Delivering on that precocious promise, Rose’s debut long-player actually reins in her EP’s feistier extremes somewhat to deliver 10 tracks of timeless, simply adorned (albeit by some dextrously restrained Music Row stalwarts) song-craft which, while they certainly doff a 10-gallon hat to the country canon, never seem constrained by Nashville tropes, old or new. Sure, there are sobbing pedal steel guitars and twanging Telecaster licks, but for the most part the sound is based on unfussy acoustic guitars, brushed drums and slivers of Hammond organ, all in service of Rose’s keening, compelling vocals.
Jaunty opener Learning to Ride is an elegant exemplar of this approachable indie/country/pop hybrid, while the less sunny Own Side offers a different lesson in crisp, country-rock economy.
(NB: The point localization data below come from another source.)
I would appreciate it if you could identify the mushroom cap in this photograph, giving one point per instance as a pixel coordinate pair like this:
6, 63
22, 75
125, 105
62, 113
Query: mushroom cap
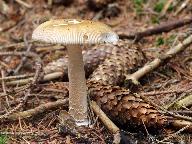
74, 31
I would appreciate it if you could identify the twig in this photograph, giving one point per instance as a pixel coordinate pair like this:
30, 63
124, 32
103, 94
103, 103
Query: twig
17, 77
166, 7
106, 121
35, 80
4, 8
183, 5
23, 59
188, 120
45, 78
37, 110
187, 101
4, 87
174, 134
166, 27
23, 3
157, 61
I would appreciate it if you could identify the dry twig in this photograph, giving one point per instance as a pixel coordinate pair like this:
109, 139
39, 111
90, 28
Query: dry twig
157, 61
35, 80
37, 110
23, 3
166, 27
106, 121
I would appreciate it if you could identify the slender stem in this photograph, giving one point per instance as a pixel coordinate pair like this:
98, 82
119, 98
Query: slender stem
77, 86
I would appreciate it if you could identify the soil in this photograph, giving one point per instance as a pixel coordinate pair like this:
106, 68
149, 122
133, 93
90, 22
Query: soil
18, 20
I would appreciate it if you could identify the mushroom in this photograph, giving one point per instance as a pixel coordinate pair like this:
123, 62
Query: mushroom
73, 33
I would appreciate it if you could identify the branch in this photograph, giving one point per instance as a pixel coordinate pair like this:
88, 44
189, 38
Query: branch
166, 27
157, 61
37, 110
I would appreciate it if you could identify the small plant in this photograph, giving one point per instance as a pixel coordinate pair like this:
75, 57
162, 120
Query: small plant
3, 139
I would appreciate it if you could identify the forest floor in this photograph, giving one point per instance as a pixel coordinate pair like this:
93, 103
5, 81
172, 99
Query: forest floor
163, 86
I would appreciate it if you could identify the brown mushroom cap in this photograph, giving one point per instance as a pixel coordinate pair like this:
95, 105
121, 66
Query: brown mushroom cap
73, 31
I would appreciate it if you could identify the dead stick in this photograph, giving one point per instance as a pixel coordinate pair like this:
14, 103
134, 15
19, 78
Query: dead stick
166, 27
37, 110
157, 61
106, 121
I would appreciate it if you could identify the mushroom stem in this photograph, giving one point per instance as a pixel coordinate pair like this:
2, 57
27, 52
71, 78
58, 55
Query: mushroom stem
77, 86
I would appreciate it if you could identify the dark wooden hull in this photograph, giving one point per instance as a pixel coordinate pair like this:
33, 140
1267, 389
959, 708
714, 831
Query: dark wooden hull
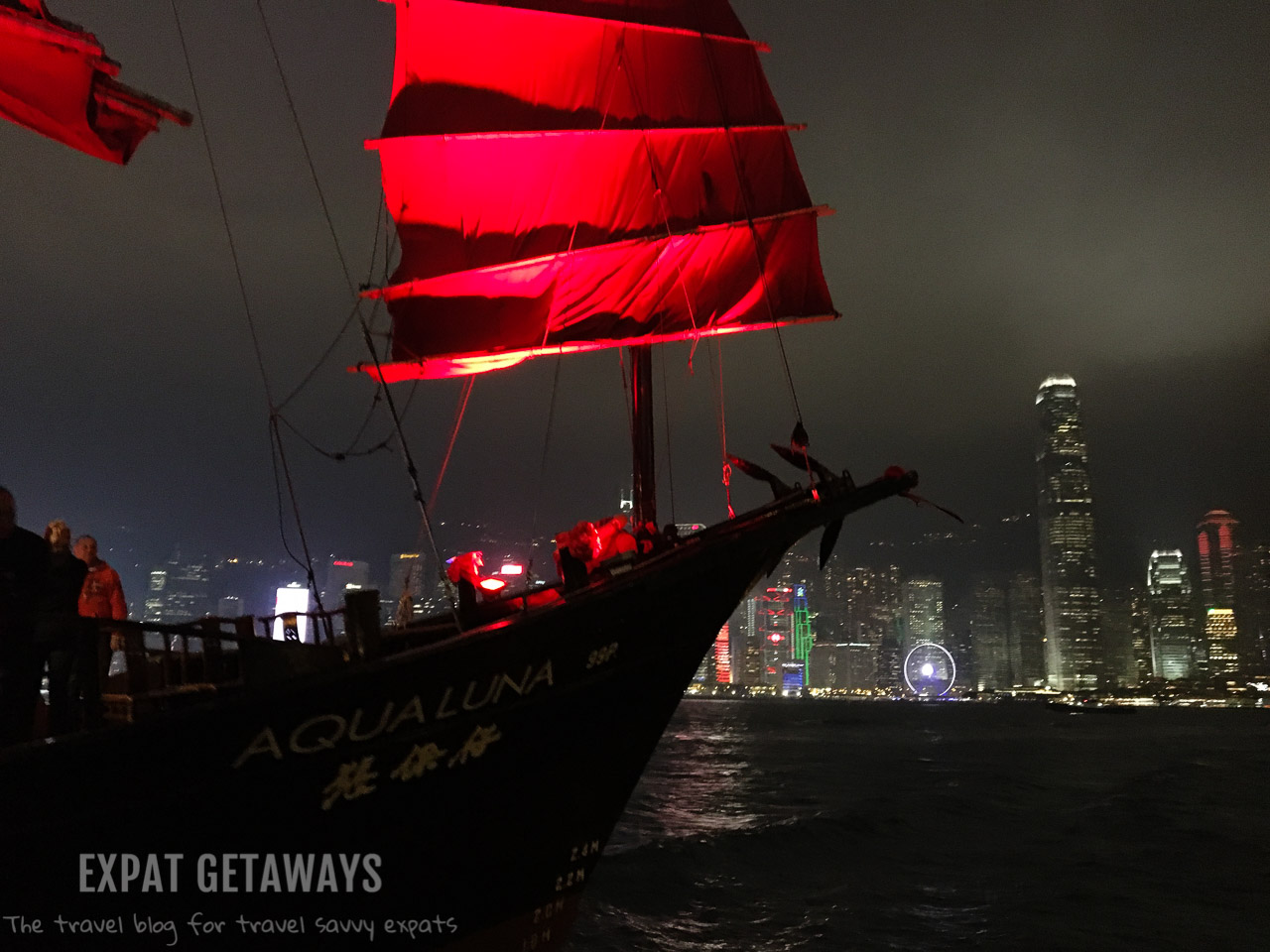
486, 771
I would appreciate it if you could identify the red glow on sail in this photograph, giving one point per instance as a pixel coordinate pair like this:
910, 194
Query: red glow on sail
570, 176
55, 79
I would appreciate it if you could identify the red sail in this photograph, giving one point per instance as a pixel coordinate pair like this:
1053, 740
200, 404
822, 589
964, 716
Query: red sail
56, 79
576, 175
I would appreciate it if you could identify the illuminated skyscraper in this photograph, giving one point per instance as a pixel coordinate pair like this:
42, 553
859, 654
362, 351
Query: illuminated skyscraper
1216, 558
1074, 649
1026, 611
1218, 587
924, 612
1171, 613
989, 634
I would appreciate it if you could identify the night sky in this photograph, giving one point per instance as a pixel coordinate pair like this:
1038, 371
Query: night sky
1021, 189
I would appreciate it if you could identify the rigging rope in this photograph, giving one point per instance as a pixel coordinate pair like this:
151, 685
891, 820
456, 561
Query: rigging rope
366, 330
666, 411
753, 230
720, 408
276, 436
543, 465
453, 435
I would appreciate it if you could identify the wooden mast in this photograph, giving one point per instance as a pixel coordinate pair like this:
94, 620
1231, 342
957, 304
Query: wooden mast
643, 435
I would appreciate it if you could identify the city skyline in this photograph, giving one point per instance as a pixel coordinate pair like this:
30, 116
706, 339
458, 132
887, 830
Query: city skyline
1021, 190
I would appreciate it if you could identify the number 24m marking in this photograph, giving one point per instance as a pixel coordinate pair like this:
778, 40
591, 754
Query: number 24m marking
601, 655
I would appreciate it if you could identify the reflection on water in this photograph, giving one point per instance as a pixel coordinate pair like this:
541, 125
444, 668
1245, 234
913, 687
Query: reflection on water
828, 825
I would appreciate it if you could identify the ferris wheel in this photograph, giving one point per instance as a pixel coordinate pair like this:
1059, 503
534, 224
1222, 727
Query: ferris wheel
930, 670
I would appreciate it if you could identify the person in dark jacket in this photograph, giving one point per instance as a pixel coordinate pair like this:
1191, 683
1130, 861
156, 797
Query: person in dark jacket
58, 625
23, 569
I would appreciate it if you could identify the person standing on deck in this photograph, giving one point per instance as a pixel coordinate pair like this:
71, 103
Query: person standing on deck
23, 569
58, 625
102, 597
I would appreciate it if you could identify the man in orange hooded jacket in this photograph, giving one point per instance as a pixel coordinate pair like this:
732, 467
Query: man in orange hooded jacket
102, 597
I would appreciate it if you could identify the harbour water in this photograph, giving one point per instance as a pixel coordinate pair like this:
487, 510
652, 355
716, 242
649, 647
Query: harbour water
913, 826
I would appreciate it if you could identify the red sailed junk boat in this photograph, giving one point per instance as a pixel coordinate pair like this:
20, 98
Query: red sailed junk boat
56, 79
566, 176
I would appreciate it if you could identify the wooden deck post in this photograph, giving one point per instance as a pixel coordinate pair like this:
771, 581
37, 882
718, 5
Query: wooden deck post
362, 621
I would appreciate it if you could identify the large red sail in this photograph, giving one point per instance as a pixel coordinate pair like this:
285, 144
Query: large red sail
56, 79
575, 175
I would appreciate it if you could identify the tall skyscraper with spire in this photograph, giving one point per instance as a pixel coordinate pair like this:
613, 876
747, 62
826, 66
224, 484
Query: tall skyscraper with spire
1074, 649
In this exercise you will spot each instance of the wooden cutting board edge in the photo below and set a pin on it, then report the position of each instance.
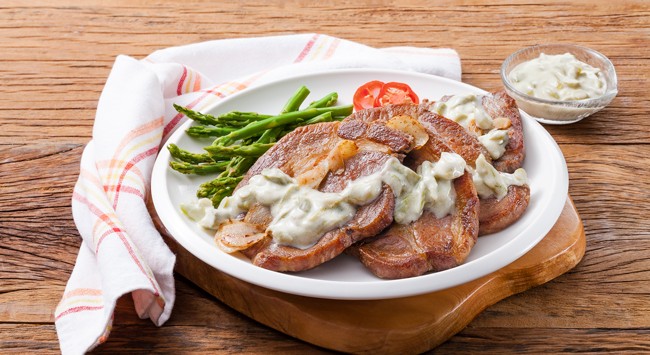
(403, 325)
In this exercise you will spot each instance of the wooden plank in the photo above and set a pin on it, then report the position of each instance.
(55, 59)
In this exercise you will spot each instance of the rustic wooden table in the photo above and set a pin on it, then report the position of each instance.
(54, 60)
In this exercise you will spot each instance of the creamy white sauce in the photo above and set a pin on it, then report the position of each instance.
(468, 110)
(301, 215)
(489, 182)
(495, 142)
(464, 109)
(558, 77)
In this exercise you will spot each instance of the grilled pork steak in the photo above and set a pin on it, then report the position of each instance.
(295, 153)
(500, 104)
(429, 243)
(494, 215)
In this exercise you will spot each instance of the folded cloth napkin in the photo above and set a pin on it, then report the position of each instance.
(121, 250)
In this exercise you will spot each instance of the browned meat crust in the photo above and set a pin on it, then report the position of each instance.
(295, 153)
(496, 215)
(428, 244)
(502, 105)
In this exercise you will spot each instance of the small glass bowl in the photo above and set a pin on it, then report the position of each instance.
(557, 111)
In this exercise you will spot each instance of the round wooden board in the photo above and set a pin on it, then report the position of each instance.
(403, 325)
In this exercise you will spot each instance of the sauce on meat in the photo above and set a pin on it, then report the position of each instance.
(468, 111)
(489, 182)
(301, 215)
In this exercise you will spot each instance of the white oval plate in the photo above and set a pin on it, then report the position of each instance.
(345, 277)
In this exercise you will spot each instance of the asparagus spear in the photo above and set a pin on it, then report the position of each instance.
(327, 101)
(199, 169)
(296, 100)
(250, 150)
(205, 131)
(255, 128)
(188, 157)
(232, 118)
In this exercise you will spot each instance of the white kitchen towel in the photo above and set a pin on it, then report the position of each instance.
(121, 250)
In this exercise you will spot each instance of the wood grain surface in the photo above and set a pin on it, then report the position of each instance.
(54, 60)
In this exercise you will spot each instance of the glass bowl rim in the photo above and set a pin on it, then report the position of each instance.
(590, 102)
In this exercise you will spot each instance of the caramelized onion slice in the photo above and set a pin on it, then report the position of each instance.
(334, 161)
(234, 236)
(410, 126)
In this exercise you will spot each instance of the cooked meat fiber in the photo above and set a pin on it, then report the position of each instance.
(500, 104)
(428, 244)
(495, 215)
(293, 154)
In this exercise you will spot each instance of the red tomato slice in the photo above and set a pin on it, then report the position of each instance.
(366, 94)
(395, 93)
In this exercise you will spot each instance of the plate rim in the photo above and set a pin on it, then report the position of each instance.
(355, 290)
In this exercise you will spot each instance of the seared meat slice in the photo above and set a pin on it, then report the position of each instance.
(500, 105)
(429, 243)
(295, 154)
(494, 215)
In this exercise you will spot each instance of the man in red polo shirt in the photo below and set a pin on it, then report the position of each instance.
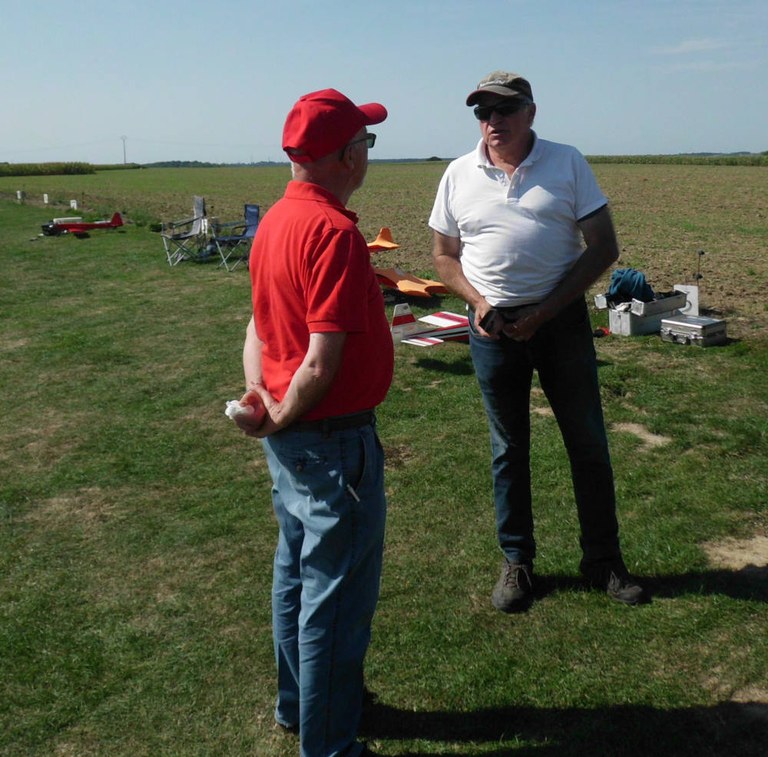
(318, 354)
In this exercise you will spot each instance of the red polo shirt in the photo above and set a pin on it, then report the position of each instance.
(311, 272)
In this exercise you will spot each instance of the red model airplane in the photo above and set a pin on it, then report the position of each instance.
(78, 227)
(442, 327)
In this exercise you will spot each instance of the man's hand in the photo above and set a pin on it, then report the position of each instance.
(525, 323)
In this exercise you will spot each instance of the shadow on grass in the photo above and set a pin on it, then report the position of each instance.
(749, 583)
(729, 728)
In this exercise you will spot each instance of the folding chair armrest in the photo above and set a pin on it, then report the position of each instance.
(175, 226)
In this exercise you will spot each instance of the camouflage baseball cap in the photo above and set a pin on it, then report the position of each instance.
(501, 83)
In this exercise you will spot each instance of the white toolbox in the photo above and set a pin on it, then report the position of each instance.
(697, 330)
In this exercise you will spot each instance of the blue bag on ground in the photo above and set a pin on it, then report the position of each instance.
(629, 284)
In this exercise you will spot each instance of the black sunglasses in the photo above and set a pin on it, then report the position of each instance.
(484, 112)
(369, 139)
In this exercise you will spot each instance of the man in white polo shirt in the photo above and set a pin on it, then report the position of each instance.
(521, 230)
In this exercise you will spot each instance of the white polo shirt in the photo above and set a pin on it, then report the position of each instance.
(518, 235)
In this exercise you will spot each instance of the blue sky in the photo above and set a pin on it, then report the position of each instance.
(213, 81)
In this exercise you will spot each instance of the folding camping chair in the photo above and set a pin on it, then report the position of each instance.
(186, 239)
(233, 240)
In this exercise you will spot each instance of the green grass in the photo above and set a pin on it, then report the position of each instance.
(136, 534)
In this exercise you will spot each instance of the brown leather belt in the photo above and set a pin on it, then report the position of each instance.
(335, 423)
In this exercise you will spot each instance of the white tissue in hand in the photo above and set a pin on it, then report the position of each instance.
(234, 409)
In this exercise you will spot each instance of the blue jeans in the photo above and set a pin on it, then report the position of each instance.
(328, 497)
(563, 354)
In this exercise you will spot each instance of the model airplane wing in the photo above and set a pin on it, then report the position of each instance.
(442, 327)
(78, 227)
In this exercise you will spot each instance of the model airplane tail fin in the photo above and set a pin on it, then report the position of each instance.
(403, 322)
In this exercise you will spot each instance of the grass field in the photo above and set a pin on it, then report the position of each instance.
(136, 535)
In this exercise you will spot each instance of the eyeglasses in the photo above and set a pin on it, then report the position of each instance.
(504, 109)
(370, 139)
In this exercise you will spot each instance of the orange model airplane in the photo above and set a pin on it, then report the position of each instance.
(78, 227)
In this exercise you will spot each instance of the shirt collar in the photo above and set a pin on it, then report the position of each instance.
(305, 190)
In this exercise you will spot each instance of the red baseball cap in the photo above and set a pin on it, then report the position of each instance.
(324, 121)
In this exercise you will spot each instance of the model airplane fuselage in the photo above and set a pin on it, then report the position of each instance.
(441, 327)
(79, 227)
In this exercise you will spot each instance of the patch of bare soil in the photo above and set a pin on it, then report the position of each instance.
(648, 439)
(739, 554)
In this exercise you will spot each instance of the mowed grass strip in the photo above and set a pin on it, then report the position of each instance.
(136, 533)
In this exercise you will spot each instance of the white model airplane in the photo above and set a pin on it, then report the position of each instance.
(443, 327)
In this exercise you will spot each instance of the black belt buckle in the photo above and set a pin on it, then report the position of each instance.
(327, 426)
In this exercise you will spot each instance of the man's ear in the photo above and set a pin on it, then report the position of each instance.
(348, 157)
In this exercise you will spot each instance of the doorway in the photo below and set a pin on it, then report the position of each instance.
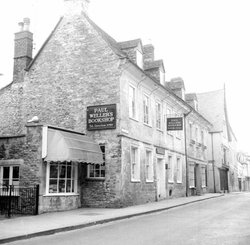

For the Rabbits, meanwhile, is a 1950s-tinged ballad bathed in delicious vibrato guitars; like Wanda Jackson covering Laura Veirs.
Much has been made of Rose’s singing voice, a thing of yearning clarity which can’t help but summon the ghost of country grand dames like Patsy Cline and Loretta Lynn, although she also brings a dreamier, Linda Ronstadt-like quality to the wistful New York City and there’s more than a hint of Lucinda Williams’ lived-in ache on the bruised Sinful Wishing Well – no mean achievement for such a stripling chanteuse.
Lyrically, she’s perspicacious beyond her years, too. Indeed, the elongated smoking metaphor that pervades sprightly Shanghai Cigarettes (concluding with the poignant payoff couplet: “Trying to quit will make you wish you didn’t start / ‘Cos the pack is as empty as the hole in your heart”) is worthy of George Jones in his pomp.